A Third Place is more than just a physical location; it’s a social anchor—a space where people gather, converse, and forge bonds. Imagine the corner coffee shop where regulars exchange stories, the community garden where neighbours cultivate friendships, or the bustling square where laughter echoes. These places transcend mere functionality; they become woven into the fabric of our lives. Every 15-minute neighbourhood needs a good Third Place—or ten—to thrive1.
Third Places break down barriers. They introduce us to the quirky artist who sketches at the park bench, the retired teacher who shares gardening tips, and the teenager who dreams of starting a book club. In these spaces, we learn names, swap recipes, and celebrate birthdays. By knowing our neighbours, we create a safety net—a web of support that extends beyond our immediate family. When a storm hits, it’s the neighbour who checks in, the barista who remembers your usual order, and the librarian who recommends your next favorite novel.

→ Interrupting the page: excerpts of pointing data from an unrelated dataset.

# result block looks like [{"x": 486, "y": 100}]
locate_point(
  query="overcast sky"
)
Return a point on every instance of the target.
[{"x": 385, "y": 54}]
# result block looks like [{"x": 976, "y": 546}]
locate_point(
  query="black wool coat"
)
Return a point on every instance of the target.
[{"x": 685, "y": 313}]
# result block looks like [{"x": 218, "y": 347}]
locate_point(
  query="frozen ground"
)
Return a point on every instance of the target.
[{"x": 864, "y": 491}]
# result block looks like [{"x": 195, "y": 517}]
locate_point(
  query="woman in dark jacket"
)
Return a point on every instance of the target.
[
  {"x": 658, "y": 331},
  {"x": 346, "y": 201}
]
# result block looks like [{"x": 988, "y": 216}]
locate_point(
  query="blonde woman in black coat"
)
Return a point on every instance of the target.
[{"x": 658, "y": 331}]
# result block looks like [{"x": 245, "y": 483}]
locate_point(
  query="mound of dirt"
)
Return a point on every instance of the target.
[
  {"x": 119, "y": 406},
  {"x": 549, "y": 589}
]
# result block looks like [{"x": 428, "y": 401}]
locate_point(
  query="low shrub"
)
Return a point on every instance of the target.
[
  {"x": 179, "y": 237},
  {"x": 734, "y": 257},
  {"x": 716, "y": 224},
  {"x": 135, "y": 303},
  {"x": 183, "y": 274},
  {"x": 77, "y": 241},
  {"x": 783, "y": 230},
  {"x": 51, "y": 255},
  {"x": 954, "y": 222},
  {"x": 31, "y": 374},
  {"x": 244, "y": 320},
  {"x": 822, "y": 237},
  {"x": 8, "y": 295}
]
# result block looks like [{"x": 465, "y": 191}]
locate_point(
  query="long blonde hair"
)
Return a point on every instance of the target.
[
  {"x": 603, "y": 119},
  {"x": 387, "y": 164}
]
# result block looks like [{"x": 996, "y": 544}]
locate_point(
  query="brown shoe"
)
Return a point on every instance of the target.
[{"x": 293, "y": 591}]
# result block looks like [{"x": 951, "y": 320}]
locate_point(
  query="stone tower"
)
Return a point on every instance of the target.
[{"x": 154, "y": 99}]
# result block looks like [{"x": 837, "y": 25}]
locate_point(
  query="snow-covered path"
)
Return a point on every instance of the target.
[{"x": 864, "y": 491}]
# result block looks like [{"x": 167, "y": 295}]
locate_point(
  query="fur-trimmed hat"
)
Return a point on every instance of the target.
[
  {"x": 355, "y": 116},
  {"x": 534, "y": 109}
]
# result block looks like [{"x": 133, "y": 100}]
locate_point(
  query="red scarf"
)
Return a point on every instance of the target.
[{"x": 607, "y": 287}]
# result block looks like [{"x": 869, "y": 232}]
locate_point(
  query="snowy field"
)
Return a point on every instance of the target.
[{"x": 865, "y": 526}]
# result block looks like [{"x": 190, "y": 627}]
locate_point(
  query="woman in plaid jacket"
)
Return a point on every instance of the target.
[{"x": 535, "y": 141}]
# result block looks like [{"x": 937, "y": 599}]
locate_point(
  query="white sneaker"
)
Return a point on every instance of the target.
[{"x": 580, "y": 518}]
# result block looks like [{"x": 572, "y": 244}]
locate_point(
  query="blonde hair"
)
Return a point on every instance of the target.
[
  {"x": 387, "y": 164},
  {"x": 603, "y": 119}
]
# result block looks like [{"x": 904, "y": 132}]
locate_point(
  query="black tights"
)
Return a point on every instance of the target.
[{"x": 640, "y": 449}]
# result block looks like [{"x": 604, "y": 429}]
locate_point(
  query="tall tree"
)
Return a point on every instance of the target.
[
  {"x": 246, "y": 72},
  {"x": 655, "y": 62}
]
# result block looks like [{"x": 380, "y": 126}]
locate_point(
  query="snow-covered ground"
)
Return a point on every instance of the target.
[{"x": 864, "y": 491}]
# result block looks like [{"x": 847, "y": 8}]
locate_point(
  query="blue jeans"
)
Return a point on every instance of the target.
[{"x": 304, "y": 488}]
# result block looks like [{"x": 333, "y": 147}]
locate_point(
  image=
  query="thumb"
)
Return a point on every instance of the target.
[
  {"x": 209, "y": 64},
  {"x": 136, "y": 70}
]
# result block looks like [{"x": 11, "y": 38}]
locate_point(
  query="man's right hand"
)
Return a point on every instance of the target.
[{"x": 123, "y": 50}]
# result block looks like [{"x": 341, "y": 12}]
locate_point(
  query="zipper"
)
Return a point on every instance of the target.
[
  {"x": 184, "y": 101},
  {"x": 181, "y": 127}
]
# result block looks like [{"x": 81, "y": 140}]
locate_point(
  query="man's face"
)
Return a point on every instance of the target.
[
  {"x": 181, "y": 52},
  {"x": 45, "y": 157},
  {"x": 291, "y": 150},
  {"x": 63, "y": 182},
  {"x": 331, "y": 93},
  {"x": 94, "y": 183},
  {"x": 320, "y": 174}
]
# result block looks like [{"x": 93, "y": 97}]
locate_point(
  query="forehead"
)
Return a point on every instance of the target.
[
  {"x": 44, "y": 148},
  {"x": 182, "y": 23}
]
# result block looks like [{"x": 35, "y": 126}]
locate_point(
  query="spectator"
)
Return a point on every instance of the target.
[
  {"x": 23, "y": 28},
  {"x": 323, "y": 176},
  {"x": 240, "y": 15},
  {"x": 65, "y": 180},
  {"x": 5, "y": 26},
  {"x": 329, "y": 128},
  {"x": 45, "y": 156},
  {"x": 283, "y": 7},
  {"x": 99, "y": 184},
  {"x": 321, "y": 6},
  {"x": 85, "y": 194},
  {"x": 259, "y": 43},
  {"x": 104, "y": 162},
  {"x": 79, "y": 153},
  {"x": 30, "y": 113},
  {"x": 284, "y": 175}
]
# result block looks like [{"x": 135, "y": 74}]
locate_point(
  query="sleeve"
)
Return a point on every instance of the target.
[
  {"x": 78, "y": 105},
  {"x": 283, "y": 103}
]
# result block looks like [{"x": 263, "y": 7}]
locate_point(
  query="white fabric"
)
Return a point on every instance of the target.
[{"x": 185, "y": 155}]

The hum of conversation in a Third Place is the heartbeat of community. It’s where we celebrate victories—a child’s first steps, a local team’s championship win—and where we mourn losses—a beloved pet’s passing, a friend’s illness. These shared experiences forge bonds that withstand time and adversity. In a world often fragmented by individualism, Third Places remind us that we’re part of something larger—a collective tapestry of lives interwoven across generations.
Third Places liberate us from the monotony of work cubicles and classroom desks. They beckon us outdoors, inviting us to linger under leafy canopies or sip chai on sun-drenched patios. Here, we find solace in the rustle of leaves, the aroma of freshly baked bread, and the laughter of children playing tag. These moments—unhurried and unscripted—remind us that life exists beyond deadlines and textbooks. They nourish our souls, replenishing our mental reserves for the challenges that await.
The Renaissance of Public Spaces
As we reimagine urban landscapes, Third Places emerge as catalysts for change. They challenge the dominance of car-centric design, advocating for walkable streets, pocket parks, and communal squares. By placing the “stuff” closer together—cafes, libraries, and markets—we reclaim our streets from asphalt and exhaust fumes. The 15-minute neighbourhood becomes a canvas where creativity blooms, where conversations flow, and where the simple act of sitting on a bench becomes an act of defiance against isolation.